# DSCagg Calculation Example for HNTS-MRG 2024

This notebook demonstrates how to calculate the evaluation metric (aggregated Dice Similarity coefficient - DSCagg) for [HNTS-MRG 2024 Challenge](https://hntsmrg24.grand-challenge.org/). More information on the evaluation can be found [here](https://hntsmrg24.grand-challenge.org/tasks-and-evaluation/). The evaluation functions are encapsulated in a Docker container image which will be run on the outputs of participants' submitted algorithms. 

This specific example in this notebook uses a subset of masks from the HNTS-MRG 2024 training dataset, available on [Zenodo](https://zenodo.org/records/11199559). We use 20 out of 150 training case masks for this example (just as a proof of concept).

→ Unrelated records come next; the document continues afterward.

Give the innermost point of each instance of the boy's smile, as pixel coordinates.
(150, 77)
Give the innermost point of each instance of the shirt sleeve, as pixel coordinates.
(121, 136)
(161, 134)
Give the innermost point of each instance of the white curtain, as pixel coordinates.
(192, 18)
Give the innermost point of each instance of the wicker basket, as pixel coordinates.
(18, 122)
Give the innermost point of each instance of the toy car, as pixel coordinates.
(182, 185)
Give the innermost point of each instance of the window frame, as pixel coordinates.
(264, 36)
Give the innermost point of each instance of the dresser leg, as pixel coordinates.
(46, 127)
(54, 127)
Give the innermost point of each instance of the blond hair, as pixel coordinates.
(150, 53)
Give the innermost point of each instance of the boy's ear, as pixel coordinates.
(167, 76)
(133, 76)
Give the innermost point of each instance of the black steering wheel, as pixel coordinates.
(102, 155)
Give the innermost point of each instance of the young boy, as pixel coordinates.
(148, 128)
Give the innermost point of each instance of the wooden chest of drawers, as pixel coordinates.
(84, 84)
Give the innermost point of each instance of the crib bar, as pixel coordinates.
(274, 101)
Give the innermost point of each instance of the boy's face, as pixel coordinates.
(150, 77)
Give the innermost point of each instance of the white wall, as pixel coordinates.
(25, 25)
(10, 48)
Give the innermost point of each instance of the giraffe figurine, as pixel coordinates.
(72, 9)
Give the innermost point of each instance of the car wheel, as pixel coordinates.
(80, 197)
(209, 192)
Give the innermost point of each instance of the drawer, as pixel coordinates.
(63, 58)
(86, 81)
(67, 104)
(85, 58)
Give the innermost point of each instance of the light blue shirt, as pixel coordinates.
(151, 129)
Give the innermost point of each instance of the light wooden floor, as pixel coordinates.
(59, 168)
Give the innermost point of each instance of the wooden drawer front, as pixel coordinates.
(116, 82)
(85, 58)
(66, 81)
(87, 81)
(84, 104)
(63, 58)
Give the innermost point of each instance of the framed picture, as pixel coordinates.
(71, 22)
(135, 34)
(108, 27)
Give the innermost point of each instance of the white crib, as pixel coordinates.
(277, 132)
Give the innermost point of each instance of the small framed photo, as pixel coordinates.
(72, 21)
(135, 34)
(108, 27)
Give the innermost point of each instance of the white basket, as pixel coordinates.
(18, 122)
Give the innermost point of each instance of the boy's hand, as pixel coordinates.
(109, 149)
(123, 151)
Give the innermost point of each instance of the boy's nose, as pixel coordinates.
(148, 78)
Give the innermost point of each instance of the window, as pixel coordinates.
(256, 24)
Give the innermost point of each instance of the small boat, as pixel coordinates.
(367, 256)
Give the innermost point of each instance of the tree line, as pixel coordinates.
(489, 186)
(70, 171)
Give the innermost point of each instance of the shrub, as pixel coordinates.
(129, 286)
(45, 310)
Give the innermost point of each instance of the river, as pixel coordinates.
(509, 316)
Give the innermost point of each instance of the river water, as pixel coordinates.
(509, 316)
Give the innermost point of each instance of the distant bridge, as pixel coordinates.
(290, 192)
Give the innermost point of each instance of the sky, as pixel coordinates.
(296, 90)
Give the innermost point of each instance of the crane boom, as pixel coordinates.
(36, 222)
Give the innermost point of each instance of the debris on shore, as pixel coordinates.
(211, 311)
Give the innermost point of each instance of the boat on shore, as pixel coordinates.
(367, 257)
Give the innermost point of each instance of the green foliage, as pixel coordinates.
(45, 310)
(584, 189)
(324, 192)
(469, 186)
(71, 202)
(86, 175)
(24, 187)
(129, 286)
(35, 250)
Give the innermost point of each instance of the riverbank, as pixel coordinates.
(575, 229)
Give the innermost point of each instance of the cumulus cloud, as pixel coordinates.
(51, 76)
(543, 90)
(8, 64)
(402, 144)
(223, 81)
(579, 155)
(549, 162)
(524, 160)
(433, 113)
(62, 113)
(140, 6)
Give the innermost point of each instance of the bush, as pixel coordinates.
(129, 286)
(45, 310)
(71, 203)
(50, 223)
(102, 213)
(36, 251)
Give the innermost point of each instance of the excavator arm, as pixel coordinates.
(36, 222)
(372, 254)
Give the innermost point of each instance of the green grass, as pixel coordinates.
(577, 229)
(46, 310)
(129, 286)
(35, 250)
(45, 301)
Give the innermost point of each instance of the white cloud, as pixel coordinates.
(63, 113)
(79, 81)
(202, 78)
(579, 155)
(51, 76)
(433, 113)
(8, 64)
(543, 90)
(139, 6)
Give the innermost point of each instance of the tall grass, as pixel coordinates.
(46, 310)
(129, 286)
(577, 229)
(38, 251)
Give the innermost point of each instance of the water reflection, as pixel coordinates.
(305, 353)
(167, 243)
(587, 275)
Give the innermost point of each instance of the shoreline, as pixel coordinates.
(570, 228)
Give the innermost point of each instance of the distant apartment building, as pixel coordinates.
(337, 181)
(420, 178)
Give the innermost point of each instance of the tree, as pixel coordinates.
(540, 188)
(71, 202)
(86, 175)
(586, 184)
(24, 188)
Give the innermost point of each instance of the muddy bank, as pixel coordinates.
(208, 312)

Credit to the HECKTOR 2022 organizers; most of this code is directly based on their [GitHub implementations](https://github.com/voreille/hecktor/blob/master/notebooks/evaluate_segmentation2022.ipynb).

## Table of Contents

1. [Imports](#Imports)
2. [Functions](#Functions)
3. [DSCagg Calculation](#dscagg-calculation)
4. [Extra: Conventional DSC Calculation](#extra-conventional-dsc-calculation)

## Imports

In [1]:
import SimpleITK as sitk
import os
import numpy as np

## Functions

In [2]:
def compute_volumes(im):
    """
    Compute the volumes of the GTVp and the GTVn
    """
    spacing = im.GetSpacing()
    voxvol = spacing[0] * spacing[1] * spacing[2]
    stats = sitk.LabelStatisticsImageFilter()
    stats.Execute(im, im)
    nvoxels1 = stats.GetCount(1)
    nvoxels2 = stats.GetCount(2)
    return nvoxels1 * voxvol, nvoxels2 * voxvol

def compute_agg_dice(intermediate_results):
    """
    Compute the aggregate dice score from the intermediate results
    """
    aggregate_results = {}
    TP1s = [v["TP1"] for v in intermediate_results]
    TP2s = [v["TP2"] for v in intermediate_results]
    vol_sum1s = [v["vol_sum1"] for v in intermediate_results]
    vol_sum2s = [v["vol_sum2"] for v in intermediate_results]
    DSCagg1 = 2 * np.sum(TP1s) / np.sum(vol_sum1s)
    DSCagg2 = 2 * np.sum(TP2s) / np.sum(vol_sum2s)
    aggregate_results['AggregatedDsc'] = {
        'GTVp': DSCagg1,
        'GTVn': DSCagg2,
        'mean': np.mean((DSCagg1, DSCagg2)),
    }
    return aggregate_results

def get_intermediate_metrics(patient_ID, groundtruth, prediction):
    """
    Compute intermediate metrics for a given groundtruth and prediction.
    These metrics are used to compute the aggregate dice.
    """
    overlap_measures = sitk.LabelOverlapMeasuresImageFilter()
    overlap_measures.SetNumberOfThreads(1)
    overlap_measures.Execute(groundtruth, prediction)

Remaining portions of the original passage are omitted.